¿Por qué construyes en la estación de las lluvias tus estelas de arcilla, oh poeta ilegible, omnipresente y solitario?
Tus manos trabajan en el olvido porque tu dios te prefiere allí.
Esta escritura sería imposible si no hubiese de por medio entre ella y yo (entre ella, sustancia virtual de mi vida, y yo, vida posible en su verdad), si no hubiese entre nosotros este muro de horror que parte en dos el universo y a cuyo través buscamos la rendija de nuestra mutua presencia. Escribo para encontrarla, recorro la infinita piedra a veces con asombrosa velocidad, a veces con inaudita paciencia, tallando, aplicándome, no consiguiendo al fin sino esa destreza que de nada me sirve y que tan curiosa o vituperable resulta a espectadores ajenos a la verdadera razón de mis movimientos. En cuanto a ella, sé que también procura ayudarme. Presiento su calor, el canto de su espera apasionada, que trato como puedo de repetir de este lado, y un solo sonido juntos sería el poema, y un solo sonido juntos sería la muerte...
¿Cómo evadirme de ese designio que me lleva a la mutación y al desastre, arrojándome de un estado de gracia a una sucia habilidad? Absurdos canales de malestar y de indolencia donde los miasmas se rehacen, yo sé que esta criatura es atrapada allí por profesionales de la conciliación, quienes con falsos juramentos la llevan hacia la trampa de la confusión de las lenguas.
Las cesantías de la comunicación, mis cotidianas demoras con el constante movimiento de la exégesis cósmica, me retienen sobre una tierra de saldos y suplicios a lo que no puedo acostumbrarme. Atento demasiado a menudo contra la emoción que debe conducirme. Consagro lecturas excesivas a viejas nóminas de objetos ideales e imagino encontrar indicios de redención allí donde ella está excluida por antonomasia. En estos trabajos, ella me encuentra triste.

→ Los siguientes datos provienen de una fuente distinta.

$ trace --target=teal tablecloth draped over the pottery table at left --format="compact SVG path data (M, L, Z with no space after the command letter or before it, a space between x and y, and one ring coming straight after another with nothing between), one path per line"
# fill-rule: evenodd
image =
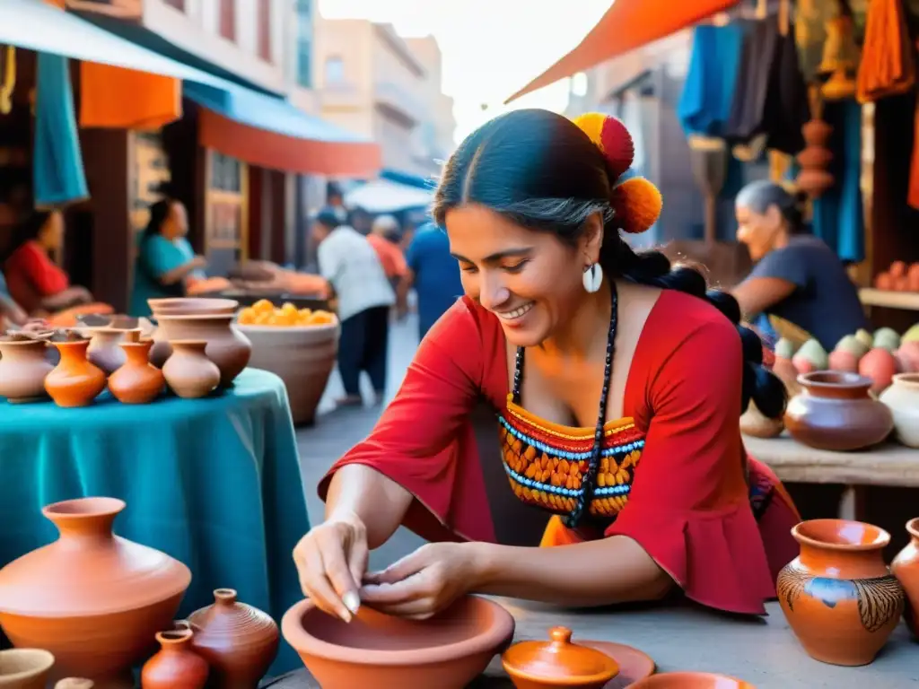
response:
M124 500L116 533L191 569L180 615L215 588L278 623L302 598L291 551L309 520L287 391L272 373L248 368L205 400L0 400L0 566L57 536L42 506L89 495ZM282 643L271 672L298 666Z

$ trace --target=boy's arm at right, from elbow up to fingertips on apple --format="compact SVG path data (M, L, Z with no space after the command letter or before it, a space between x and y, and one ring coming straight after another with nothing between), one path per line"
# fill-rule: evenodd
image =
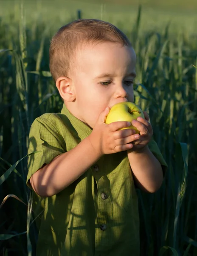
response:
M132 125L140 131L140 135L127 153L136 185L146 192L153 193L162 185L163 171L165 174L167 165L159 154L157 144L152 140L153 130L148 122L149 116L146 112L144 116L145 119L138 117L137 120L132 120Z

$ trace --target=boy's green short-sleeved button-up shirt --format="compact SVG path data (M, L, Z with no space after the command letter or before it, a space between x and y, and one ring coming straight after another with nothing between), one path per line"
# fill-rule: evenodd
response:
M28 154L39 152L28 157L27 185L31 188L29 179L43 164L74 148L91 131L64 104L61 113L36 118ZM149 148L166 166L154 140ZM140 254L138 198L127 151L104 155L57 195L40 198L34 193L34 212L42 211L37 256Z

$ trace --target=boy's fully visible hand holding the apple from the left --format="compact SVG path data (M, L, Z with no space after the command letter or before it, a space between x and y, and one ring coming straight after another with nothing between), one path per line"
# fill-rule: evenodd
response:
M130 122L112 122L106 124L105 120L109 112L109 107L101 112L92 133L87 137L100 156L129 150L133 147L131 142L138 140L140 137L139 134L135 134L135 130L119 130L129 127L131 125Z

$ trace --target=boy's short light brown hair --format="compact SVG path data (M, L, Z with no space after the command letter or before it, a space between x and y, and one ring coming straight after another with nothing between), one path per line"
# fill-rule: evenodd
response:
M76 49L89 43L101 42L131 46L127 36L106 21L81 19L62 26L53 36L49 50L50 71L54 81L60 76L68 76Z

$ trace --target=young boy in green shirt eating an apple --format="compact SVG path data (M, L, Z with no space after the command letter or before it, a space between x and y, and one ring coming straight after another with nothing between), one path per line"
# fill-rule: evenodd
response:
M138 256L135 186L157 191L166 162L145 119L105 124L133 102L136 56L126 35L101 20L76 20L51 41L50 70L64 104L36 118L27 185L44 212L37 256ZM163 170L162 170L163 169ZM134 185L135 182L135 185Z

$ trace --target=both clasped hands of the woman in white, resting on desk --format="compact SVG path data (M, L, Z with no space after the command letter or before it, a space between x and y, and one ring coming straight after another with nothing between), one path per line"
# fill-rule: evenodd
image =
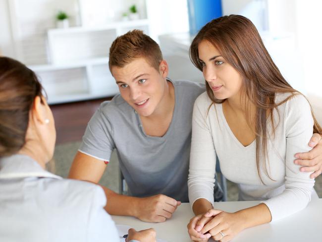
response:
M243 222L237 213L210 209L193 217L187 228L192 241L207 242L212 237L215 241L227 242L243 230Z

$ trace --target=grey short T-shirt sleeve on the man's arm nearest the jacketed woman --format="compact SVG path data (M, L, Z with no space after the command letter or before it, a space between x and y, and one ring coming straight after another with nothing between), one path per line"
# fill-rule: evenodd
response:
M95 112L88 122L79 151L96 159L109 161L115 148L113 125L102 112Z

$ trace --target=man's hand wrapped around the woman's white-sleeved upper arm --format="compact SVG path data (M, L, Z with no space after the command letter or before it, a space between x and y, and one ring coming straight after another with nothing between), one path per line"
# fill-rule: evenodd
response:
M310 139L309 146L312 150L305 153L297 153L294 161L295 164L303 166L300 168L301 172L314 172L310 178L316 178L322 173L322 139L321 135L314 133Z

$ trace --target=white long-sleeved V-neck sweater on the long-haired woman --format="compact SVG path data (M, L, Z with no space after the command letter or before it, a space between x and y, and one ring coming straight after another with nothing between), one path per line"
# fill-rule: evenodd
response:
M275 103L289 95L276 94ZM193 110L188 177L191 205L198 198L214 203L217 155L222 174L238 184L239 200L263 201L270 210L272 221L305 208L315 192L315 181L310 179L310 173L299 171L300 166L294 164L294 155L311 149L308 143L314 121L308 101L302 95L296 95L274 111L274 123L278 125L272 136L272 126L268 123L270 138L266 159L268 174L274 181L269 179L262 166L265 184L261 182L256 167L256 141L244 147L225 120L221 104L212 105L207 115L211 104L207 93L203 93L197 98Z

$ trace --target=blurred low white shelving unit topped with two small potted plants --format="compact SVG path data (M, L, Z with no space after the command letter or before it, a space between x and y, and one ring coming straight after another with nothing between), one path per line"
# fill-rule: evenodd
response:
M50 63L29 65L39 76L48 94L48 103L66 103L117 94L118 87L108 69L108 51L117 36L132 29L149 33L149 20L48 30Z

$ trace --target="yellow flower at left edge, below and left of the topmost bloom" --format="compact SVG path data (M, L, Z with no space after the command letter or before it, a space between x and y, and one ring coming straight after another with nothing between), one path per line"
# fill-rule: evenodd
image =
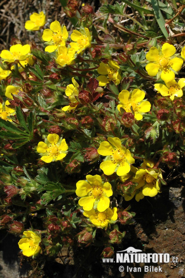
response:
M15 44L10 47L10 51L2 50L0 53L0 57L4 59L4 62L12 63L16 60L22 61L26 60L30 52L29 44L21 45Z

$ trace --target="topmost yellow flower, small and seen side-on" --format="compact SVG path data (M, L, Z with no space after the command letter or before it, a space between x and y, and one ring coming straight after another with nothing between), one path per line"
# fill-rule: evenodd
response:
M25 22L25 29L30 31L37 31L45 24L45 15L41 13L33 13L30 16L30 20Z

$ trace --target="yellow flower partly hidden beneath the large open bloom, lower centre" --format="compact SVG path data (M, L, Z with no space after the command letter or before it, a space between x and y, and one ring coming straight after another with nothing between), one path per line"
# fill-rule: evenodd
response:
M83 215L88 217L93 225L101 228L107 227L108 223L116 221L118 219L117 208L107 208L103 212L97 210L84 211Z

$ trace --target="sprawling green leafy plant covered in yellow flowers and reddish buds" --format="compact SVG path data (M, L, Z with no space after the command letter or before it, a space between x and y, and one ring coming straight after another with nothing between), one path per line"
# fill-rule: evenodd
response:
M38 271L62 248L113 257L185 150L183 1L61 4L0 52L0 228Z

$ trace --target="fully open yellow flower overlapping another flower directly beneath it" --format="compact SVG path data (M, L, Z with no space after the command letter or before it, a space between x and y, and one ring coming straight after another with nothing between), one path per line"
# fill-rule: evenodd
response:
M77 182L76 195L82 197L79 199L79 205L89 211L95 204L95 208L97 207L99 212L103 212L110 204L108 197L112 196L111 184L103 183L99 175L87 175L86 179L87 181L79 180Z

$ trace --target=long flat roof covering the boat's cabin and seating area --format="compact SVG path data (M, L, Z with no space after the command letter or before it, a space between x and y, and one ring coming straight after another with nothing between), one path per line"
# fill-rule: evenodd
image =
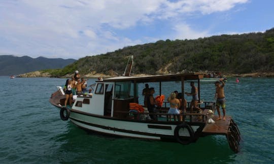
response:
M118 76L104 79L105 82L114 81L136 81L136 83L150 83L160 81L181 81L183 80L197 80L203 78L204 73L180 73L167 75L150 75L150 76Z

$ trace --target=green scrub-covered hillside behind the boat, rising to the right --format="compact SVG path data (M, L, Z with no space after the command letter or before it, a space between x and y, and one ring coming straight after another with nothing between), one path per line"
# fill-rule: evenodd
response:
M161 74L190 71L252 73L274 71L274 28L265 32L220 35L193 40L159 40L129 46L115 52L87 56L64 69L50 70L63 76L75 70L122 74L129 55L134 56L132 73Z

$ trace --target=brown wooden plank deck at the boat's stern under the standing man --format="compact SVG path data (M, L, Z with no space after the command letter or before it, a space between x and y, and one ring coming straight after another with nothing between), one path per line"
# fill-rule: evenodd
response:
M212 117L215 123L207 123L207 125L205 125L205 127L202 130L203 134L206 134L206 135L226 135L227 134L231 116L229 115L225 116L226 120L223 120L223 119L216 120L216 118L218 118L217 115L214 115Z

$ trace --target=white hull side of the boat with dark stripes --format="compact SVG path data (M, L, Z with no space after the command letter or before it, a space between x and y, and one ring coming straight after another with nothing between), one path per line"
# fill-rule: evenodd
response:
M82 129L113 136L161 140L161 138L173 138L176 124L151 124L150 122L125 121L100 116L92 116L71 111L70 120ZM199 126L191 126L194 132ZM189 137L187 129L180 129L180 136Z

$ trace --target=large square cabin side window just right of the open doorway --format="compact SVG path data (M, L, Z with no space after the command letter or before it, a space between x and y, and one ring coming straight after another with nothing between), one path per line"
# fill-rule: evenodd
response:
M133 97L133 91L131 92L131 82L117 82L115 84L115 99L127 99ZM131 95L132 94L132 95Z

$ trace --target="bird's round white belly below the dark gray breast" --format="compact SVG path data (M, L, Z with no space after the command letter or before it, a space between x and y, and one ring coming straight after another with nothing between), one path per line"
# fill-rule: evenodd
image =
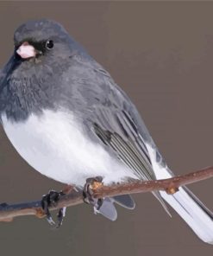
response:
M103 176L105 183L135 177L101 145L89 141L71 113L45 111L19 123L3 115L2 120L19 154L35 170L56 181L83 186L87 177Z

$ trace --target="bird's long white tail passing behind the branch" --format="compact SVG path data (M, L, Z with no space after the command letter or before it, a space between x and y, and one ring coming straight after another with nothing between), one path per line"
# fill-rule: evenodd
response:
M160 164L156 150L147 145L153 171L158 180L171 178L172 171ZM206 243L213 244L213 213L186 187L179 188L173 195L160 191L162 198L185 220L197 236Z

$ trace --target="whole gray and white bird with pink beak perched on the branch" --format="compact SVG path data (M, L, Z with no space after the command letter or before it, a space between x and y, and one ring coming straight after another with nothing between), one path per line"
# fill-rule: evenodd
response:
M91 178L111 184L174 176L128 95L53 20L29 20L16 29L14 52L0 75L0 119L34 170L77 189ZM153 195L213 243L213 214L191 190ZM115 221L115 202L135 208L130 195L106 197L95 208Z

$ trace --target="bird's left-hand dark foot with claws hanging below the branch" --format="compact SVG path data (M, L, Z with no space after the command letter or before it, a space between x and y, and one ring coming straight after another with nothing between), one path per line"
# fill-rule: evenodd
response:
M50 190L49 193L47 195L43 195L41 199L41 207L43 208L44 213L47 215L47 221L51 226L55 228L59 228L61 226L63 218L66 214L66 208L60 208L57 214L57 223L53 221L49 208L57 206L57 203L59 202L61 195L65 195L65 193Z

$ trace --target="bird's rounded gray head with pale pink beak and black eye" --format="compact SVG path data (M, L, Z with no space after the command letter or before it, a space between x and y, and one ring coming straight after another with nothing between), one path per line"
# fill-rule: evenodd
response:
M66 60L73 47L71 37L58 22L47 19L23 23L14 34L15 61L47 64ZM24 66L29 64L24 64Z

Ella inicia en mi ausencia su viaje apasionado, su viaje que enriquece el misterio y dota de precedentes a la eternidad. Corre hacia mí en busca de su confirmación. Yo que seré otra vez esa playa desierta que devuelve y olvida.

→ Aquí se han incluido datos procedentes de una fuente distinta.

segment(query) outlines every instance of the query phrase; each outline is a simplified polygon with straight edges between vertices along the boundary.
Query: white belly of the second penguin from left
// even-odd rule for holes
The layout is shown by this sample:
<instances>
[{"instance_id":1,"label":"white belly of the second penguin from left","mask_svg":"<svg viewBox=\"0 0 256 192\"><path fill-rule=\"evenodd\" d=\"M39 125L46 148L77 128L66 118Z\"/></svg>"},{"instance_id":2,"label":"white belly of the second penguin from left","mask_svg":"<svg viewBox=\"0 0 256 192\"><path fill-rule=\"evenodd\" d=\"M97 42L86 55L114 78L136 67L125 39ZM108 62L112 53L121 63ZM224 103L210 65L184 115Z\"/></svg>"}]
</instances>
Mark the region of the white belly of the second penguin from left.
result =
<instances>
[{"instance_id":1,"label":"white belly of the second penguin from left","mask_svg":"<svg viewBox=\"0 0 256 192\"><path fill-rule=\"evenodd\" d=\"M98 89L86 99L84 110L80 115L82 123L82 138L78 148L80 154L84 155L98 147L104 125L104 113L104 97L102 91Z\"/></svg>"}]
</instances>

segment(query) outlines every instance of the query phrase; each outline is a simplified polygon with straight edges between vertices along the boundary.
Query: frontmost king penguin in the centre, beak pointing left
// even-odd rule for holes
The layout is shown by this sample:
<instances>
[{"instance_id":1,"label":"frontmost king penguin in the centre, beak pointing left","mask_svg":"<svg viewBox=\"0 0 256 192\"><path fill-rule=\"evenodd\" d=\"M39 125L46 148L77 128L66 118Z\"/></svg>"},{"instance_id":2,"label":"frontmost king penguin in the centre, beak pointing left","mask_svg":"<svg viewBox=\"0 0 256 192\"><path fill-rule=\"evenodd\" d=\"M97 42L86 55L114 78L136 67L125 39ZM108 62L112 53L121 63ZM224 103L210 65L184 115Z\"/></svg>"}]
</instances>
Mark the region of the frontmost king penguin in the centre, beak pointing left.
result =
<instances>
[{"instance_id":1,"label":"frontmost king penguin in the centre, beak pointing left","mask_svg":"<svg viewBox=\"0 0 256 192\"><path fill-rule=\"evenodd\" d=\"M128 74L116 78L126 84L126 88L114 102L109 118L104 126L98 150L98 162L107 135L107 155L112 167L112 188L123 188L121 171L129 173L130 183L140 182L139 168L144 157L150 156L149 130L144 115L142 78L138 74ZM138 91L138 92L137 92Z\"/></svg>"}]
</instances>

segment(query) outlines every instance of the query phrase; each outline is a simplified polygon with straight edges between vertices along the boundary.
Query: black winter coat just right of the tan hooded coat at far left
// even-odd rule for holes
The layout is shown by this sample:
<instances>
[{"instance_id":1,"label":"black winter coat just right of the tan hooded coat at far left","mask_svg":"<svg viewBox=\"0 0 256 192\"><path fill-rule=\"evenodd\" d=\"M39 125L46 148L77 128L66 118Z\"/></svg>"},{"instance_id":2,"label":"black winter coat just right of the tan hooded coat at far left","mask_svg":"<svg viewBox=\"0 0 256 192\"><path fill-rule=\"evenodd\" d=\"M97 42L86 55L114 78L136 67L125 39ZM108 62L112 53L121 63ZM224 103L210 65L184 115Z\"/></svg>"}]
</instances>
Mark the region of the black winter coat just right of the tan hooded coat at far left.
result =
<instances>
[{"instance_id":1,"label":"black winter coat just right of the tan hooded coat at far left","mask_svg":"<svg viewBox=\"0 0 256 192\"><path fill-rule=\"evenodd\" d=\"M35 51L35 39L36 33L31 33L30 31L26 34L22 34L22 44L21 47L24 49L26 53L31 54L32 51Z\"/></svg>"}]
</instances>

«Soy tuya, pero tú no existes». Ante la tristeza de esta alondra, fue preciso inventar la noche.
Y tú, pez volador, ¿cómo escaparás para siempre de este mar de neurosis y de amistades inútiles?

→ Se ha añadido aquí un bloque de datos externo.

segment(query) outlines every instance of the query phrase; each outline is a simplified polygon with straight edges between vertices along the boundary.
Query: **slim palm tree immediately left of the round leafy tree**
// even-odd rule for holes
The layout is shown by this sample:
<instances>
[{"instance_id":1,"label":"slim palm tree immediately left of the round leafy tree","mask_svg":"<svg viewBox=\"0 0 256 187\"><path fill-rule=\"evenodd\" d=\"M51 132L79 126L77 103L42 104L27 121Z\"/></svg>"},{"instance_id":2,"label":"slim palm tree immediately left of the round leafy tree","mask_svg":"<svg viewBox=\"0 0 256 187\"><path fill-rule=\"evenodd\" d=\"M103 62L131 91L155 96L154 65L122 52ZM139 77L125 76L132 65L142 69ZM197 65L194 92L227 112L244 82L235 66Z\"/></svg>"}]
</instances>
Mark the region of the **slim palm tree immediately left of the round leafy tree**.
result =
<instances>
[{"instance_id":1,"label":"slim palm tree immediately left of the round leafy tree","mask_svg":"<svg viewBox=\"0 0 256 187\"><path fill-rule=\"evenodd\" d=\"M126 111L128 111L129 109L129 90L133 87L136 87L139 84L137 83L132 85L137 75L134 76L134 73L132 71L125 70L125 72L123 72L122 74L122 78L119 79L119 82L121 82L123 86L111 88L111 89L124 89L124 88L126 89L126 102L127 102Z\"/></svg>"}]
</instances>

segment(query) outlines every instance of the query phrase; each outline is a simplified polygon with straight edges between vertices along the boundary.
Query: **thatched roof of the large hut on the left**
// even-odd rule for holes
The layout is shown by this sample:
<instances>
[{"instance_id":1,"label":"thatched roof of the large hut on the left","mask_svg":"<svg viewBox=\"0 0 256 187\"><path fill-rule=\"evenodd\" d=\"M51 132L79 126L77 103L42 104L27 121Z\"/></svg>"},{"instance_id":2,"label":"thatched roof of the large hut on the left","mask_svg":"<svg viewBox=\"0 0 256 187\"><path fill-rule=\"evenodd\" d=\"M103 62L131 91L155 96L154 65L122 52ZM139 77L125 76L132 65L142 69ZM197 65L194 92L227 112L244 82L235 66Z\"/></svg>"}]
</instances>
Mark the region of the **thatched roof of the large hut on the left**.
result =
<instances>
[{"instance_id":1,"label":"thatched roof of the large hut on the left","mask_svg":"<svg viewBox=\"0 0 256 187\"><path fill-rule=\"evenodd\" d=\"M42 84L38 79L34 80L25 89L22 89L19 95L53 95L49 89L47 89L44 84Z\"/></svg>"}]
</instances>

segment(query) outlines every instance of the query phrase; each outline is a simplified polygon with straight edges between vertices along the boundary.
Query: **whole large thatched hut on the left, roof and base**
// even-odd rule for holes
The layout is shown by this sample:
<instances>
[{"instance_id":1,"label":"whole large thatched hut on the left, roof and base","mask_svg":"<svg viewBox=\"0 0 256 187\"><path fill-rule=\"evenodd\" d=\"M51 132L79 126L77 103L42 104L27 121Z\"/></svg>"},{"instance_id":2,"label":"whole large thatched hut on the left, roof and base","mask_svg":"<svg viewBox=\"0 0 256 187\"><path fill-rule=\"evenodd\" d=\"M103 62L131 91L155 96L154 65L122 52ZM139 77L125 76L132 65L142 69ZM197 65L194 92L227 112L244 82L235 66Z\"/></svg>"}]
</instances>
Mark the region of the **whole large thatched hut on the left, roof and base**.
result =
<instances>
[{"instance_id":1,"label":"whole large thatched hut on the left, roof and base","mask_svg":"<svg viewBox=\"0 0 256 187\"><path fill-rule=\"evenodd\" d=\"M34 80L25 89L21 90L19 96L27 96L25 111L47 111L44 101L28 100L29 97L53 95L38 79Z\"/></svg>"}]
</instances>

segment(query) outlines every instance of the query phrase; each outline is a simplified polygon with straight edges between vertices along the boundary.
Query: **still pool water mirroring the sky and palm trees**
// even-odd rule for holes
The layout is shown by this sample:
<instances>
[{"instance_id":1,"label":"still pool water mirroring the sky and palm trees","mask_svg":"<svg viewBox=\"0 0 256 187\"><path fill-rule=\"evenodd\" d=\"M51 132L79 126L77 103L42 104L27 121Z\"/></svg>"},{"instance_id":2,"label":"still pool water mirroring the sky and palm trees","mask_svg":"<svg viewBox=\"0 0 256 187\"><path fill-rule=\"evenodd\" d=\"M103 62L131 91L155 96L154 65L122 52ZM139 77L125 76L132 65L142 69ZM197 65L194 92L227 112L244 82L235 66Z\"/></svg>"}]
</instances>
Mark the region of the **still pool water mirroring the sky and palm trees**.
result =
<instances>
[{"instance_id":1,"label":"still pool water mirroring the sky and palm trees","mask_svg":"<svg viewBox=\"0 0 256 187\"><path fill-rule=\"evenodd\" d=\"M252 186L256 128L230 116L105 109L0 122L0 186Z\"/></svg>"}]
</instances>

En tu cabeza, una máquina implacable pone en peligro la vida de esa criatura cuya verdadera relación contigo pretende formular. ¿Por qué sospechas que su desaparición ocurrirá con ello? ¿Por qué defiendes ese lugar recóndito de tu inocencia? (¡Oh, enamorado!).
Si accedo a su supresión, ¿tendré, cabeza en blanco, que habitarte de nuevo?
(«Fiesta asesinada, fiesta asesinada». A menudo tropiezas con este rumor.)